Guinness and PeerIndex
For The Marketing Store’s 25th anniversary event we highlighted a number of trends for the future. One was “Data as currency”. We said: “We are seeing the creation of a new value exchange between consumer and retailer and data will be considered a valuable currency.” If you’re interested in the detail of these trends, or any of the other content from the event, you may contact the team at TMS.
This trend isn’t one that’s going away any time soon. It may end up being the foundation of “marketing” efforts for the foreseeable future. It’s important for brands and organisations to calculate the value of that personal data to them.
Guinness understand. I came home from work last week to find a parcel from them containing 6 Guinness goblets. Empty ones but I’m not complaining. A letter in the package thanked me for entering a promotion that I’d forgotten about. They explained that they’d calculated my influence score and that I’d qualified for a set of free glasses. The actual promotion, to win a flight on the Guinness private jet for a night in Dublin (see screen grab below), would see winners announced over the course of the next couple of months.

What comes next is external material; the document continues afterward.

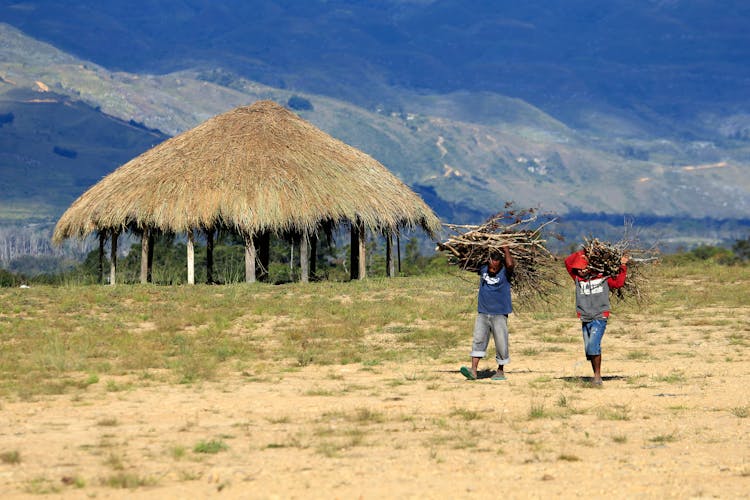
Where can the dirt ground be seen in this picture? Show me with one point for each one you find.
(671, 420)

If I’d had a night on the town in Dublin, a flight back to London on a private jet before dawn is probably the last thing I’d feel like doing. Still, the prize isn’t really relevant. The promotion entry mechanic is related to our trend.
PeerIndex hosted the promotion. Klout do something similar and no doubt all the services attempting to quantify influence will at some point. PeerIndex had emailed me to tell me there were “perks” I could claim because of my influence score. Influence scores, if you didn’t know, are typically unreliable measures of an individual’s behaviour in digital social networks (how active, how often endorsed, network size and composition, etc). I have no doubt they’ll improve in time but at their current level of sophistication there’s something almost crass about them.
Still, to claim the perk I had to login to PeerIndex using social graph credentials (either Twitter of Facebook), browse the available perks and claim one by clicking on it. Done. Naturally, one is encouraged to share the fact that you’ve entered the promotion across your network. I didn’t – but I am writing this, aren’t I.
In many respects this isn’t that different from a typical promotion where a website is used to capture personal data. The interesting feature here is the level of targeting and the value exchange for that data. Guinness have decided to give away something comparatively valuable in terms of production and delivery costs. For free. No purchase necessary. PeerIndex gives them the ability to restrict who receives tangible rewards based on how influential they are.
When thinking about “data as currency” and new value exchanges, it’s worth remembering that the exchange should have value for both sides of the equation.